Machine Learning Seminar: Preventing Fairness Gerrymandering in Machine Learning
The most prevalent notions of fairness in machine learning are statistical definitions: they fix a small collection of pre-defined attributes (such as race, gender, age or disability), and then ask for parity of some statistic of the classifier across these attributes. Constraints of this form are susceptible to intentional or inadvertent "fairness gerrymandering", in which a classifier appears to be fair on each attribute marginally, but badly violates the fairness constraint on one or more structured subgroups (such as disabled Hispanic women over age 55). We instead propose statistical notions of fairness binding across exponentially (or infinitely) many subgroups, defined by a structured class of functions over the protected attributes. This interpolates between statistical definitions of fairness and recently proposed individual notions of fairness, but raises several interesting computational challenges.

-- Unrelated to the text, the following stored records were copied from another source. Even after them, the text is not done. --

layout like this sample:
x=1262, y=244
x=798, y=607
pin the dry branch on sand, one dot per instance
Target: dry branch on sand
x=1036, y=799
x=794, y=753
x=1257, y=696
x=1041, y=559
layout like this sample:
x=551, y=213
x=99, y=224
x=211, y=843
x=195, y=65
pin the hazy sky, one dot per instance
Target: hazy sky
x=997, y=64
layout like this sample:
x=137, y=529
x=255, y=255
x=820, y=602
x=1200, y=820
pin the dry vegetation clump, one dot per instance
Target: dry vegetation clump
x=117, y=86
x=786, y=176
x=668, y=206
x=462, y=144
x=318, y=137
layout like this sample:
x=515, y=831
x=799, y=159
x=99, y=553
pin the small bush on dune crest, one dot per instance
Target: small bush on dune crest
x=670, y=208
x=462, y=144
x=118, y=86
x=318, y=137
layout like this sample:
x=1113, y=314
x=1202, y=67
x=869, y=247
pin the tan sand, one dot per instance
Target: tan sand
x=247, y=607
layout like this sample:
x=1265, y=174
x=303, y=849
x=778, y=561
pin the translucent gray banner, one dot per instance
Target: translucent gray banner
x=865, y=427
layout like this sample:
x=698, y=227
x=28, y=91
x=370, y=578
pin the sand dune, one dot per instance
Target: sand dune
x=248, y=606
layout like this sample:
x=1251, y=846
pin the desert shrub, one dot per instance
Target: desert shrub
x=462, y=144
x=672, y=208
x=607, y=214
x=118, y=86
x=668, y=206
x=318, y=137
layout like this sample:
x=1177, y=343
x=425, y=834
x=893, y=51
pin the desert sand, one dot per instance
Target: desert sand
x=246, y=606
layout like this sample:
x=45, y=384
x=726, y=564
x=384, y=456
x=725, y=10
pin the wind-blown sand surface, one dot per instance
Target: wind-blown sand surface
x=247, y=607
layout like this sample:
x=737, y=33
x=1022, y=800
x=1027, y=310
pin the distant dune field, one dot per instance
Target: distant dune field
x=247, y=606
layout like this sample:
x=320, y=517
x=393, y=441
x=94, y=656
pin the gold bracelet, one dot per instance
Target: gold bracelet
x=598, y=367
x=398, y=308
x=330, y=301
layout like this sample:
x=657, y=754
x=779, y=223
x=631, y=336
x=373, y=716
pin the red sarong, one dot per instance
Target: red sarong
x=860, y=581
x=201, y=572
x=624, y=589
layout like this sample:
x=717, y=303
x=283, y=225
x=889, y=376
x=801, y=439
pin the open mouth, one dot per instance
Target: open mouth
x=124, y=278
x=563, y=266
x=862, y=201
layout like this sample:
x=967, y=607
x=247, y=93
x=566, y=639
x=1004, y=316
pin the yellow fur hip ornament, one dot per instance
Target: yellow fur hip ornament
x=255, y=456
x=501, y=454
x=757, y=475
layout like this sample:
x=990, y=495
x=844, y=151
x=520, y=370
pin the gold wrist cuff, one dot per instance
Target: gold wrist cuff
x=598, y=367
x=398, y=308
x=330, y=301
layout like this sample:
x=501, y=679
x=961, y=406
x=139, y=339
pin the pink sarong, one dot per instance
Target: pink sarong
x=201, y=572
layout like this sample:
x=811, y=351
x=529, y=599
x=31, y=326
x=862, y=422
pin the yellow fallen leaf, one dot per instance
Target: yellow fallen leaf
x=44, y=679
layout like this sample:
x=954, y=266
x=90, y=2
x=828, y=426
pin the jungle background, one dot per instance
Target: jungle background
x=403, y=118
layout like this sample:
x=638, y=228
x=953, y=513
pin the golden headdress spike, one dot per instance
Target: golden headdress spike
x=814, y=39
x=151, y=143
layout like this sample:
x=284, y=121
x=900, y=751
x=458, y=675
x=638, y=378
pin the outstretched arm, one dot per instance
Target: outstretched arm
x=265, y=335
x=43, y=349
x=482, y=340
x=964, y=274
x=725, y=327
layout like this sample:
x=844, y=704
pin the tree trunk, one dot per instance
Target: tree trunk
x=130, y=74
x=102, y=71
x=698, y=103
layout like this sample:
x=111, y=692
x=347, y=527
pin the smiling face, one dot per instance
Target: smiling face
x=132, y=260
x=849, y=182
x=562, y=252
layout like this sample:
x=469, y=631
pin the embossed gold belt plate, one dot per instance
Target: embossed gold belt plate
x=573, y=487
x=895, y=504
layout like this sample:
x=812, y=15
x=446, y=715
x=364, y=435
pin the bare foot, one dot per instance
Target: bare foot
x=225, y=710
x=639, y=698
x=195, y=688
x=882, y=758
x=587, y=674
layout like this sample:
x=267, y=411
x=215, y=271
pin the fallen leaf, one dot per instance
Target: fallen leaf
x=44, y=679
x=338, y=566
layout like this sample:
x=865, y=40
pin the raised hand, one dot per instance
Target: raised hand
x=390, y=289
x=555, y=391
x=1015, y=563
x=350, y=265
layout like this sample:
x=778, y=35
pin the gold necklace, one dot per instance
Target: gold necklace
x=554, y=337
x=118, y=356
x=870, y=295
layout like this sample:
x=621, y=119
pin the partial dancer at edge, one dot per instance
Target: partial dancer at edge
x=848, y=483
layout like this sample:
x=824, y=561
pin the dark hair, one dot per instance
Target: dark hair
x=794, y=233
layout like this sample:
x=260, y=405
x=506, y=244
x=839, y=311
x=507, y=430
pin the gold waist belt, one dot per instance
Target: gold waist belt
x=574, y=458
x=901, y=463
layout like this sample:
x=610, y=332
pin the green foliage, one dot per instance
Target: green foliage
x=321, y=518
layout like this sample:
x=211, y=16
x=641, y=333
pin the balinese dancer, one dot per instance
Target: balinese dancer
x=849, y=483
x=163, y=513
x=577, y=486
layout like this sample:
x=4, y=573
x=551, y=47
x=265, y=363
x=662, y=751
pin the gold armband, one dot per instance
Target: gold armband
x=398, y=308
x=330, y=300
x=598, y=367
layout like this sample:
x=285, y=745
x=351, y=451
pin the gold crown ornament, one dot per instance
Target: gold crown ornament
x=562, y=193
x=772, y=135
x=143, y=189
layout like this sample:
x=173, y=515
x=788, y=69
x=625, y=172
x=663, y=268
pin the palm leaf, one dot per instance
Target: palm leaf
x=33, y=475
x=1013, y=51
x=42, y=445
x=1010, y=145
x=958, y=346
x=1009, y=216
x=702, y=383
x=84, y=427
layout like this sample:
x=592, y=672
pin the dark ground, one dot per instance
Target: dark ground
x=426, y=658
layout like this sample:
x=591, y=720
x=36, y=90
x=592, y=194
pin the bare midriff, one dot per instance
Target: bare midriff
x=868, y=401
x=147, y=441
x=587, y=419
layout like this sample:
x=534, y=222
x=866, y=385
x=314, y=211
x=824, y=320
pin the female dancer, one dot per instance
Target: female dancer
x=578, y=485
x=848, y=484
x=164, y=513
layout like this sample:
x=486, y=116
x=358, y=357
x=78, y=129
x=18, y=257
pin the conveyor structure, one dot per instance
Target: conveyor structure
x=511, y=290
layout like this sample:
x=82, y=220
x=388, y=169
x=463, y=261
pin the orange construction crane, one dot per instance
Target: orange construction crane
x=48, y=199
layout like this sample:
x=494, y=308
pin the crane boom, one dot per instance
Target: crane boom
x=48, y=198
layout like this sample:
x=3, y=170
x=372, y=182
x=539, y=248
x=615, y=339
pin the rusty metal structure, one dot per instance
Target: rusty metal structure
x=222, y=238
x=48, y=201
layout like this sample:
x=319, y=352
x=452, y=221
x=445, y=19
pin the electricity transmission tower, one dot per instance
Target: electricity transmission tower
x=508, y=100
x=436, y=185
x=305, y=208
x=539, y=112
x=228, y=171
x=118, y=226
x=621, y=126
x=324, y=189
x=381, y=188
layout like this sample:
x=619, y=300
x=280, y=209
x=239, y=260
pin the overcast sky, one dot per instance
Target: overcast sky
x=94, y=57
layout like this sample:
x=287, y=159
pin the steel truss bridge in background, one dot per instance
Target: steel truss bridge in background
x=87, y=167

We describe an algorithm that provably converges to the best subgroup-fair classifier. This algorithm is based on a formulation of subgroup fairness as a two-player zero-sum game between a Learner and an Auditor. We provide an extensive empirical evaluation of our algorithm on a number of fairness-sensitive datasets.
Joint work with Seth Neel, Aaron Roth and Zhiwei Steven Wu, based on papers at ICML 2018 and FAT* 2019.